Caught in the Act
I was shaking the cobwebs out of my head. Some adjuster friends and I had closed the pub at 2 a.m. the night before. Thankfully, my first call was a simple activity check. I was feeling queasy as I parallel-parked my car in the neighborhood of the claimant, James Parson. I took two aspirins and a swig of coffee, and squinted at my paperwork.
James was claiming total disability. His case had not had been previously adjudicated as temporary total or permanent total disability, so I knew it was in active litigation.
I rang the doorbell at the nearest house, trying to collect myself so I was coherent when I introduced myself. But there was no answer. I rang again and waited. Still no answer.
At the next house, a woman in her fifties answered. I asked her if she knew her neighbor, James Parson. She said she wasn’t all that friendly with him and his wife, and knew nothing about his present activities.
At the next house, a young woman with two small, screaming children said she was too busy to talk. The aspirin hadn’t kicked in just yet — my headache was still pounding.
The woman at the next house said she’d seen Parson home a lot lately. She said she hadn’t seen him cut the lawn or do any work around the house in a while, which she said was quite unusual. I thanked her and moved on.
I decided to try just one more house. A man in his sixties greeted me, and invited me in for a cup of coffee. More coffee was sounding like an excellent idea right about then.
The man’s name was Bill. In the kitchen, he introduced me to his friend, Jim, who also had a cup of coffee.
“Thanks so much for your hospitality,” I said to Bill. “I need to ask you a few questions about your neighbor, Mr. Parson, and then I’ll get out of your hair.
“Do you know Mr. Parson well?” I asked.
“Fairly well,” he replied.
“I’m trying to determine what you may have observed about his level of activity around the house over the last several weeks,” I explained.
Bill thought for a minute, and said, “His level of activity appears to have declined over the last few weeks. In fact, I’d say he is pretty sedentary at this point.”

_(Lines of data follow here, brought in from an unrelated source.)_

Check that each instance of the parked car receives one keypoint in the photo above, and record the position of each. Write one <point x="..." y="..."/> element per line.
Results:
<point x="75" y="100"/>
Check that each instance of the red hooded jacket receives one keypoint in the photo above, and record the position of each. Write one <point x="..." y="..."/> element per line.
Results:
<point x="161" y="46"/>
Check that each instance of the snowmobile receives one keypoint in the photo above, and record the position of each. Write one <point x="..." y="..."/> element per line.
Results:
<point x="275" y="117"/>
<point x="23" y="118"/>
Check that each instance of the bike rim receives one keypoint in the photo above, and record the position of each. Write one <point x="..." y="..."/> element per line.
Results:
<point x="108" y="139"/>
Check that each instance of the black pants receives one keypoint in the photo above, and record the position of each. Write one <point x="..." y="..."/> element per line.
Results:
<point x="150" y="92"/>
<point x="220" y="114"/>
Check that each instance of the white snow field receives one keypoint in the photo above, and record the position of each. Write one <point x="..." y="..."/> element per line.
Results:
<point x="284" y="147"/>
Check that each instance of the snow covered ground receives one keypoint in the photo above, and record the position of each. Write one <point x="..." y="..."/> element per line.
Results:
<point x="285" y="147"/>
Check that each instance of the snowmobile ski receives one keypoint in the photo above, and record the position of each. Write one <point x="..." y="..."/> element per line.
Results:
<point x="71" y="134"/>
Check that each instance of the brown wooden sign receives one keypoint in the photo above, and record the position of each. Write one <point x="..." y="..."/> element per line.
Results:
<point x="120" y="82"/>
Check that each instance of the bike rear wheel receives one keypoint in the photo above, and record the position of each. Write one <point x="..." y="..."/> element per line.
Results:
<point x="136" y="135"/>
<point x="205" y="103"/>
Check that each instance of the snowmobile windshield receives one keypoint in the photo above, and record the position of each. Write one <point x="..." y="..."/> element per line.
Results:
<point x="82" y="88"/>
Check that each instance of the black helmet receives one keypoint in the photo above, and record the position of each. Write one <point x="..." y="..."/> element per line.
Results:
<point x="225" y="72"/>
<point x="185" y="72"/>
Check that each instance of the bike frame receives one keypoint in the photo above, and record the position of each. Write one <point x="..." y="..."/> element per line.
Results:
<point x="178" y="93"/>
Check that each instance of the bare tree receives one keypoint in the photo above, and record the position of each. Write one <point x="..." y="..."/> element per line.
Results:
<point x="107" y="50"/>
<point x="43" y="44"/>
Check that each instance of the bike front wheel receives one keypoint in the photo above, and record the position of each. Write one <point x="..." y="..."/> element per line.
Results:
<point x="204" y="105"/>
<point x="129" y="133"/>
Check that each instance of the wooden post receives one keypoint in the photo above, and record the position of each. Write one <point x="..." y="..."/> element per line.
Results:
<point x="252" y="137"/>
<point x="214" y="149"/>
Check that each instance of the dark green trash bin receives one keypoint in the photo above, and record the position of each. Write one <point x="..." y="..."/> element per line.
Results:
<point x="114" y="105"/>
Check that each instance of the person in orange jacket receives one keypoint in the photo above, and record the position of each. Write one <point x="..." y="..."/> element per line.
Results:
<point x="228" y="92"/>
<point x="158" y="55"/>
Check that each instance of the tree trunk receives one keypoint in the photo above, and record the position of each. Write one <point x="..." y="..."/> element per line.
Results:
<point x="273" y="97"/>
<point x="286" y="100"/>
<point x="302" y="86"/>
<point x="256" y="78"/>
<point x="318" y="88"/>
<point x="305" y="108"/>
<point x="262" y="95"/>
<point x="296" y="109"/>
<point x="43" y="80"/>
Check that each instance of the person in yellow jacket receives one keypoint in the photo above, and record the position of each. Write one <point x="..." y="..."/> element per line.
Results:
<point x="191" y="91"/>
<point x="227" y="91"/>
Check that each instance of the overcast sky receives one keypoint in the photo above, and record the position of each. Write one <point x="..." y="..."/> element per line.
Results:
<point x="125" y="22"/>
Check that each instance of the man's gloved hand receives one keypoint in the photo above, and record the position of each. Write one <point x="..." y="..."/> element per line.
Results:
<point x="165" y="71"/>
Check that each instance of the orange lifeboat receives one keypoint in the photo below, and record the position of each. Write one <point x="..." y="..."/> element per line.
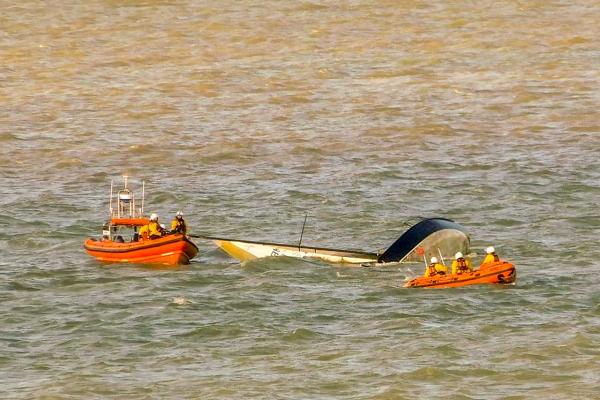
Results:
<point x="500" y="272"/>
<point x="121" y="242"/>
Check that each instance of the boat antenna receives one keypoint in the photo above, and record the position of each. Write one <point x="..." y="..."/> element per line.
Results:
<point x="110" y="200"/>
<point x="302" y="233"/>
<point x="143" y="188"/>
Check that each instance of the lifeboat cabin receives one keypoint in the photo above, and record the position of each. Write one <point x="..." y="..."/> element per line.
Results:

I asked if he had seen him driving. He said no, not much at all. I asked, “Do you know if Mr. Parson has any significant physical disability of any type?”
He looked at me, and then at his friend and said, “Jim, do you have any significant physical disability besides your work-related problems?”
I swiveled my head and stared at Jim, who was looking back at me wryly. “Oh, by the way,” Bill said, “This is Jim Parson.”
I almost fell out of the chair. “Ask me anything you like,” Jim said. But Jim was represented by counsel, and I was already in hot water.
Bill chuckled as I stammered, “I’m so sorry. I’ve got to go now. Thanks for the coffee.” I made a beeline for my car.
No surprise — by the time I returned to the office in the afternoon, there was already a call from Parson’s attorney, complaining about me speaking to his client without representation. Thankfully, he believed my explanation about the accidental meeting.
I left the office that afternoon ruing the beer-induced haze from the night before that deadened my senses and turned my easy assignment into a job-threatening tangle.